As soon as the doors opened, straphangers frantically ran off the train, Chelsea said.
“I was missing my shoe,” she said. “I have severe OCD and even in the midst of the chaos — I couldn’t find my shoe — it was honestly the most traumatic of things.”
“There’s blood all over me,” she said. “I didn’t know, being pregnant, if it was coming from me or someone else.”
Chelsea suffered a knee injury and was treated at Kings County Hospital Center, according to police sources.
Throughout the pandemonium, Chelsea said, she kept thinking about her daughter — and prayed for a chance to see her again.
“I said, ‘God, I have to get home to my baby,’” she said. “I was just thinking about my kid the whole time.”
Chelsea said she wants to see additional safety measures in the city’s subway system — including a bigger police presence and metal detectors in the stations — but she is not sure whether either of those options would have made a difference Tuesday.

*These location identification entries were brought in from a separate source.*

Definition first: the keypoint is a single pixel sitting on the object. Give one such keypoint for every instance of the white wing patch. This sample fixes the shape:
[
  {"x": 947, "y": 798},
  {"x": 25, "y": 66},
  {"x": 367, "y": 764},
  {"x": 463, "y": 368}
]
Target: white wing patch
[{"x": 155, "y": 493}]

“I wish, honestly — and I don’t know if it’s a possibility for us — to have more police at every single station,” she said. “I think that would make us a lot safer, especially because people are getting on the subway with all sorts of things.”
“In some ways, yes we do need more police, but let’s say someone bypasses that — no matter what, you’re trapped on that train car,” Chelsea added. “There is no emergency exit. And if the train is stuck underground, which we all know happens on a regular basis, what are the conductors going to do realistically with an active shooter? Call into the station? You’re just dead.”
“Listen, if we could have metal decorators so people can go through and be screened, but can you screen for the things this guy had yesterday?” she questioned. “Like maybe open your bag.”
“This is a reiteration of the fact we live in such a big city that New York City is always a target for these things,” she said.
Mayor Eric Adams vowed to double the number of NYPD officers on the subway system in the wake of the bloodshed.
A total of 29 straphangers were hurt during the bloodbath — 10 of whom were shot.
Those who were shot included three women between the ages of 41 and 49, and seven men between the ages of 15 and 41, the NYPD said Wednesday morning.
Children and teens — ages 12, 13, 16 and 18 — were also hurt in the fracas, Gov. Kathy Hochul told reporters Tuesday night from Maimonides Medical Center, where many of the victims were being treated.
The man wanted in connection to the savage attack, Frank R. James, 62, was initially named as a person of interest, but was reclassified as a suspect Wednesday, officials said.
The upgrade in James’ status was “based on new information that has become available to the team,” Adams told WNYC radio.